#**Duplicates**

Explanation:
- df.duplicated(): This function returns a boolean Series indicating whether each row is a duplicate or not. By default, it considers all columns.
sum(): Counts the number of True values in the Series returned by df.duplicated(), which corresponds to the number of duplicate rows.
- df.drop_duplicates(): Removes the duplicate rows from the DataFrame. By default, it keeps the first occurrence of each duplicate row and removes the subsequent ones.

Using this approach, you can clean your dataset by removing any rows that are exact duplicates across all columns, ensuring that each data entry in your DataFrame is unique. This is an essential step in data preprocessing, especially before feeding the data into a machine learning model.

In [None]:
import pandas as pd
from sklearn.datasets import fetch_openml
import warnings

# Suppress all warnings
warnings.filterwarnings('ignore')

# Load the Titanic dataset
titanic = fetch_openml('titanic', version=1, as_frame=True)
df = titanic.data

# Check the number of duplicates
num_duplicates = df.duplicated().sum()
print(f"Number of duplicate rows: {num_duplicates}")

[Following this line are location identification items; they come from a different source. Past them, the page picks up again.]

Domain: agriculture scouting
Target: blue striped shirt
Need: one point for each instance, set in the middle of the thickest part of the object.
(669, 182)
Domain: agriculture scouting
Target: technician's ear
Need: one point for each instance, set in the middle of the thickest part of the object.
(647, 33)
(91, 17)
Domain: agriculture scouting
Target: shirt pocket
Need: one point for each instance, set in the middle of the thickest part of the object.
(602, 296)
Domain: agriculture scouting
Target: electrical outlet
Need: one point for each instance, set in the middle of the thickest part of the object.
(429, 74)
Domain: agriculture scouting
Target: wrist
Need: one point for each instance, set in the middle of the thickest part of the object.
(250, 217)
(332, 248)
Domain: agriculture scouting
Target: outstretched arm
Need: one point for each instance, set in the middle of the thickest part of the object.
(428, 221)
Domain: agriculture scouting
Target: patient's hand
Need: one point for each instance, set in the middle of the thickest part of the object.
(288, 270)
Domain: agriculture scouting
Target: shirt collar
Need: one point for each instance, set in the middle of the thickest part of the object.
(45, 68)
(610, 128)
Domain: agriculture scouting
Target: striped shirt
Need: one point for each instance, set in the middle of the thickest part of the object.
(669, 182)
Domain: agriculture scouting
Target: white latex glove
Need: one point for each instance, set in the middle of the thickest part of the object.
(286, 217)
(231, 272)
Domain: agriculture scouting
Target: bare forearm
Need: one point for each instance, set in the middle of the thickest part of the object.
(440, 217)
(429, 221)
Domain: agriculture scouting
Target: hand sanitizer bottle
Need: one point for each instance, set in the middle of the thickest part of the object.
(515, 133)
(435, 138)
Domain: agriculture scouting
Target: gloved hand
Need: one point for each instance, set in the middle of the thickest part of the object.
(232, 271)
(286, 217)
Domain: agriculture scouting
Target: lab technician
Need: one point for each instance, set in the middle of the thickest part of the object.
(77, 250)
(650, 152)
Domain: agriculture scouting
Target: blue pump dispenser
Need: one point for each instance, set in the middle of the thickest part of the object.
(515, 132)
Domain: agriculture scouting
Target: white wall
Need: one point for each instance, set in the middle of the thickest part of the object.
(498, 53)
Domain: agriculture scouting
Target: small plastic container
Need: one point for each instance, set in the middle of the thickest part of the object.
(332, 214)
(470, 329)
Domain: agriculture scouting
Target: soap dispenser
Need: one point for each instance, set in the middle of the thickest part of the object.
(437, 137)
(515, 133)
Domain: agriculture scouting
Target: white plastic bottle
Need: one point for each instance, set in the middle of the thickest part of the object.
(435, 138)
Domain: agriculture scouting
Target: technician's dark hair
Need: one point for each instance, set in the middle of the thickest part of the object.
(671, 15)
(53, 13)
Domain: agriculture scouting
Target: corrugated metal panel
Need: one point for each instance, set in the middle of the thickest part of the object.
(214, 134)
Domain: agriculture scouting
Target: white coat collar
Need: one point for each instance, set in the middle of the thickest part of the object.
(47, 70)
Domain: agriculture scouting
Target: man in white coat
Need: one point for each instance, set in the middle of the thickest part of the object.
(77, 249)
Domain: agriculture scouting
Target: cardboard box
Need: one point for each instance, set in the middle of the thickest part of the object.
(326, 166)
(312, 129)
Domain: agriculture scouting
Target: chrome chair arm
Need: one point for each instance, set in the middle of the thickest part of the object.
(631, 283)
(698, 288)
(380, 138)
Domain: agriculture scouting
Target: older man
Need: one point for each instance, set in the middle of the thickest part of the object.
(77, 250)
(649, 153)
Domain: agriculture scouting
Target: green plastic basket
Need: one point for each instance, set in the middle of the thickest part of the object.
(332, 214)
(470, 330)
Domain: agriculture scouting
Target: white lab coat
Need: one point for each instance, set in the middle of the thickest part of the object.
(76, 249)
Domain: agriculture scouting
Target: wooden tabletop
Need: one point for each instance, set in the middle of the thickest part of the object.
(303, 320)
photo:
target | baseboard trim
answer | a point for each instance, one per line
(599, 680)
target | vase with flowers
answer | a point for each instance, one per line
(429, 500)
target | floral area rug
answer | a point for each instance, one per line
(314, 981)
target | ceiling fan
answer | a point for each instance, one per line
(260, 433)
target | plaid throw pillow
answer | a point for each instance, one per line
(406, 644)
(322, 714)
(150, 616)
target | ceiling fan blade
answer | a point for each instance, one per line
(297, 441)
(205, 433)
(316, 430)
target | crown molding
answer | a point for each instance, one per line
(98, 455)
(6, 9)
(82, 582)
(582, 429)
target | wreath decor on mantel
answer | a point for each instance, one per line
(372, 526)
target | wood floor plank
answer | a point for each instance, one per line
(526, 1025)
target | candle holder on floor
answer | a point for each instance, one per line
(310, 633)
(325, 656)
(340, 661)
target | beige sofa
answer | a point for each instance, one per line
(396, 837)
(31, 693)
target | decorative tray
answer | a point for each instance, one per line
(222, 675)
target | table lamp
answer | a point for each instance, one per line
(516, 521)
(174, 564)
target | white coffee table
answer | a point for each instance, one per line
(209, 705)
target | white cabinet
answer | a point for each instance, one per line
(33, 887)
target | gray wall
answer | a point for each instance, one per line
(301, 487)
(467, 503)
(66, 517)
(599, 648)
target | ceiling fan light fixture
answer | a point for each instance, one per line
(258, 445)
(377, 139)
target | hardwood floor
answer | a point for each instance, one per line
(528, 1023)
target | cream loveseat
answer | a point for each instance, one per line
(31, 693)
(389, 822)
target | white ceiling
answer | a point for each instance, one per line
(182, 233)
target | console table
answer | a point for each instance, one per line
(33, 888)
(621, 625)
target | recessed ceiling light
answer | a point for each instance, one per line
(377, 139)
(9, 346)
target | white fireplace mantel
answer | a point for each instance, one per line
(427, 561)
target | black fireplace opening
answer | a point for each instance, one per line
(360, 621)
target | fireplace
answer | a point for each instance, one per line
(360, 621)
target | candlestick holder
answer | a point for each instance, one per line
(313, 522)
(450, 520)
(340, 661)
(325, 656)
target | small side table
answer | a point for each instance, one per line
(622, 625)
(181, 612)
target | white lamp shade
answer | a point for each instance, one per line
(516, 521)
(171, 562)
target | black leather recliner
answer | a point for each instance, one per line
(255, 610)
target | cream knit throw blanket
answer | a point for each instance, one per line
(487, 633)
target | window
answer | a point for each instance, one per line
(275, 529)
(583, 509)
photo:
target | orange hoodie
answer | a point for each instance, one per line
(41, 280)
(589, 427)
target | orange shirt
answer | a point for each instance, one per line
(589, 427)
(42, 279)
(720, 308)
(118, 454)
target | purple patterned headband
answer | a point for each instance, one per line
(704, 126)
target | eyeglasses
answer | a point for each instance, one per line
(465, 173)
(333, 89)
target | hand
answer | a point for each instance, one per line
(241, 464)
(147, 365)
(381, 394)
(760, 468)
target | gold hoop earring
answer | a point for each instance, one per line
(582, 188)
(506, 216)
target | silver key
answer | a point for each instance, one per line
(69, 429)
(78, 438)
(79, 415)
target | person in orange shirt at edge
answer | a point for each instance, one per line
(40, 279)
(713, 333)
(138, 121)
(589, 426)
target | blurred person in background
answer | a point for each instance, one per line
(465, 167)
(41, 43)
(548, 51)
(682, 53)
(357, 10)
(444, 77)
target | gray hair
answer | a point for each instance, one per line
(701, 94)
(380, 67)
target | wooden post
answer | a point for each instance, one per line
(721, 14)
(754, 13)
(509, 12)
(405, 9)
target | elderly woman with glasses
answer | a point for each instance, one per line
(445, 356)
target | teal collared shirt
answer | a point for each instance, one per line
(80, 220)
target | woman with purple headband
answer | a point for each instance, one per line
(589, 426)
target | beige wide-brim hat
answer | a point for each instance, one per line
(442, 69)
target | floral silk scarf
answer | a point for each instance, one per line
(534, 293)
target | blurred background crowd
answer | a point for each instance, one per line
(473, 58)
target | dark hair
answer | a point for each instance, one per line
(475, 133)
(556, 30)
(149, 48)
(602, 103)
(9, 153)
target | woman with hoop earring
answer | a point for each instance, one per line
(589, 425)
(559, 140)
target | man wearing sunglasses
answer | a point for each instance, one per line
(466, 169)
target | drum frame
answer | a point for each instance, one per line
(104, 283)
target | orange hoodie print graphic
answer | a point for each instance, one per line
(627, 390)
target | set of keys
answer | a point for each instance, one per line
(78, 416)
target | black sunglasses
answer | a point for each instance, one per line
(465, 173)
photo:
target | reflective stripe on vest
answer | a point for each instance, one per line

# If duplicates exist, remove them
if num_duplicates > 0:
    df = df.drop_duplicates()
    print("Duplicates removed.")
else:
    print("No duplicates found.")

# Optionally, check the shape of the DataFrame after removing duplicates
print(f"DataFrame shape after removing duplicates: {df.shape}")


Number of duplicate rows: 0
No duplicates found.
DataFrame shape after removing duplicates: (1309, 13)